Outre les efforts du gouvernement et des parties prenantes, la communauté s’est organisée dans un creuset appelé « organe fédérateur ». Ce regroupement se sont regroupés en association pour mobiliser activement et garantir une identité légale à chaque enfant. Les membres de cette structure vont de maison en maison pour sensibiliser les familles à l’importance de déclarer les naissances et d’obtenir un acte de naissance pour leurs enfants.

« Dès qu’un enfant naît à domicile, l’information nous parvient rapidement. Nous allons alors à la rencontre des parents pour les convaincre de venir au centre de santé et enregistrer l’enfant », explique M. Yao Gnon, président de l’association.

Le processus est simple : lors du premier rendez-vous de vaccination de l’enfant, les démarches administratives sont finalisées pour la délivrance de l’acte de naissance, un délai qui ne dépasse généralement pas un mois. « Nous expliquons aux parents que l’établissement de cet acte est désormais gratuit au Togo. Nous ne voulons plus que des enfants grandissent sans identité légale », ajoute M. Gnon.

Cette sensibilisation s’avère importante dans un contexte où certaines femmes hésitent encore à se rendre à l’hôpital pour accoucher. « Il y a des femmes qui ont peur ou qui pensent qu’elles n’ont pas les moyens. Nous les encourageons à venir, car tout est pris en charge », souligne Adjara ASSOUMANOU, membre de l’association.

D’autres facteurs, comme la paresse ou les accouchements imprévus sur la route, freinent encore certaines démarches. Mais, grâce aux efforts conjoints de l’association et du personnel médical, la situation évolue. « Nous expliquons que donner naissance à l’hôpital garantit la santé de la mère et de l’enfant, tout en facilitant l’enregistrement de la naissance », poursuit-elle.

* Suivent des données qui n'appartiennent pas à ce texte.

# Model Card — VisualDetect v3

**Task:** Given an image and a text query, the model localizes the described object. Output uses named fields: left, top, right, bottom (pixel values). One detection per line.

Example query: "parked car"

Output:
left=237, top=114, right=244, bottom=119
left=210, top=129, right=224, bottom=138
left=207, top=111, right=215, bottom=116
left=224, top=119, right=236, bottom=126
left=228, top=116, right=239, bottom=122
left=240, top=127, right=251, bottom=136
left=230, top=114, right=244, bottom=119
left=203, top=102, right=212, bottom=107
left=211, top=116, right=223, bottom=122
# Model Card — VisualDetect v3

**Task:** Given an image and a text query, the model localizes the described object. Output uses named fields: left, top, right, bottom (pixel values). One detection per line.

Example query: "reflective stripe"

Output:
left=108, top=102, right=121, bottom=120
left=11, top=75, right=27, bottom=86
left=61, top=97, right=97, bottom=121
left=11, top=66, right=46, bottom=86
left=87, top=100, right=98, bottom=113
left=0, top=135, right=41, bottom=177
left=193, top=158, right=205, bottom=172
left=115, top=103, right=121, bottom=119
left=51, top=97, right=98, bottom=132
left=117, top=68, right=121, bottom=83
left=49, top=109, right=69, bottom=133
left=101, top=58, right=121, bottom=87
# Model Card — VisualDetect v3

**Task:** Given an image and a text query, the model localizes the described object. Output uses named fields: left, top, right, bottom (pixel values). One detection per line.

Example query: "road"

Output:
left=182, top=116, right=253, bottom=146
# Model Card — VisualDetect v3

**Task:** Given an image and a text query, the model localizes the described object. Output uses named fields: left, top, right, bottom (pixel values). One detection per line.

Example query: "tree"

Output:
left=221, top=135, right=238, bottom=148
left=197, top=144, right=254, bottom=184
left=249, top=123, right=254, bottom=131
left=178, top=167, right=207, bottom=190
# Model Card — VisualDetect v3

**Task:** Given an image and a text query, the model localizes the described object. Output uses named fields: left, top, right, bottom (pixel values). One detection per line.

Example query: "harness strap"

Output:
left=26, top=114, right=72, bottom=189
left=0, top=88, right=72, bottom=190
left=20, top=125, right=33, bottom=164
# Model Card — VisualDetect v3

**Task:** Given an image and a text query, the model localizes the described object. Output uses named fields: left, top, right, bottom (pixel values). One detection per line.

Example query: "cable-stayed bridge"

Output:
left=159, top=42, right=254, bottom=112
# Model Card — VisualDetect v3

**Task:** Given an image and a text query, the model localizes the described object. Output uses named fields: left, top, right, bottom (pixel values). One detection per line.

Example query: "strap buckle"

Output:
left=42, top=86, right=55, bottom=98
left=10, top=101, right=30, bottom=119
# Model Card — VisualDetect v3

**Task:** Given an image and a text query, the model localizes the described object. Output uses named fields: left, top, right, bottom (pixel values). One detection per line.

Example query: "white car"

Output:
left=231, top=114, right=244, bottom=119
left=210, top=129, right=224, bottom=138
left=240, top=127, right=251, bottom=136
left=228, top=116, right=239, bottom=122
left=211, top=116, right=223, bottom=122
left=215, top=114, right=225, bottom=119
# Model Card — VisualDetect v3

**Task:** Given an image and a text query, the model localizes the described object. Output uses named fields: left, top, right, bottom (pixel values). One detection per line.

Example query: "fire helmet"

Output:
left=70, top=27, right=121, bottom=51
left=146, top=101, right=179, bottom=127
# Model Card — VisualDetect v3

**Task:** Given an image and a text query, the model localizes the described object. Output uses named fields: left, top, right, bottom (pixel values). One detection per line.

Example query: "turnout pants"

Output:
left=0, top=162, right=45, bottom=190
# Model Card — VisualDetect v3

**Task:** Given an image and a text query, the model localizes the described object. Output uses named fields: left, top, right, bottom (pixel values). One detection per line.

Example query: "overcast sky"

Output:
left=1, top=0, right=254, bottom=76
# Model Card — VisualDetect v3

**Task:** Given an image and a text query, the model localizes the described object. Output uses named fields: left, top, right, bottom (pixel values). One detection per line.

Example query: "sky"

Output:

Les membres de l’association ne ménagent pas leurs efforts pour faire comprendre aux familles l’importance de l’acte de naissance. « Quand un enfant a un acte de naissance, on connaît son âge réel. Cela l’aidera à chaque étape de sa vie, que ce soit pour aller à l’école, passer des concours ou s’intégrer dans la société », explique Moussafatou KARMON, également membre de l’association.

Une lutte contre l’apatridie soutenue par l’UNICEF

Au Togo, 22 % des enfants n’ont pas d’acte de naissance, un chiffre qui grimpe à 31 % en zone rurale, selon l’UNICEF. Cette situation met en péril leur avenir social, administratif et éducatif. Pour y remédier, le gouvernement a instauré la gratuité de la délivrance des actes de naissance depuis janvier 2022.

Monao Ouneri, secrétaire général de la commune Kéran 2

En parallèle, une campagne  « Mon nom est personne », lancée par l’UNICEF et l’Union africaine en 2020, sensibilise les communautés sur l’importance de l’identité légale. « L’acte de naissance confirme l’existence de l’enfant, lui permet de s’épanouir socialement et d’accéder à des droits fondamentaux comme l’éducation ou l’emploi », rappelle Monao Ouneri, secrétaire général de la commune Kéran 2.

Le modèle d’Atalotè, rendu possible grâce à l’engagement de l’UNICEF et au soutien des autorités locales, illustre l’impact positif d’une approche intégrée. « Nous espérons que ce système sera étendu à d’autres localités pour garantir à tous les enfants togolais une identité légale dès leur naissance », conclut Dr Wogbemasse.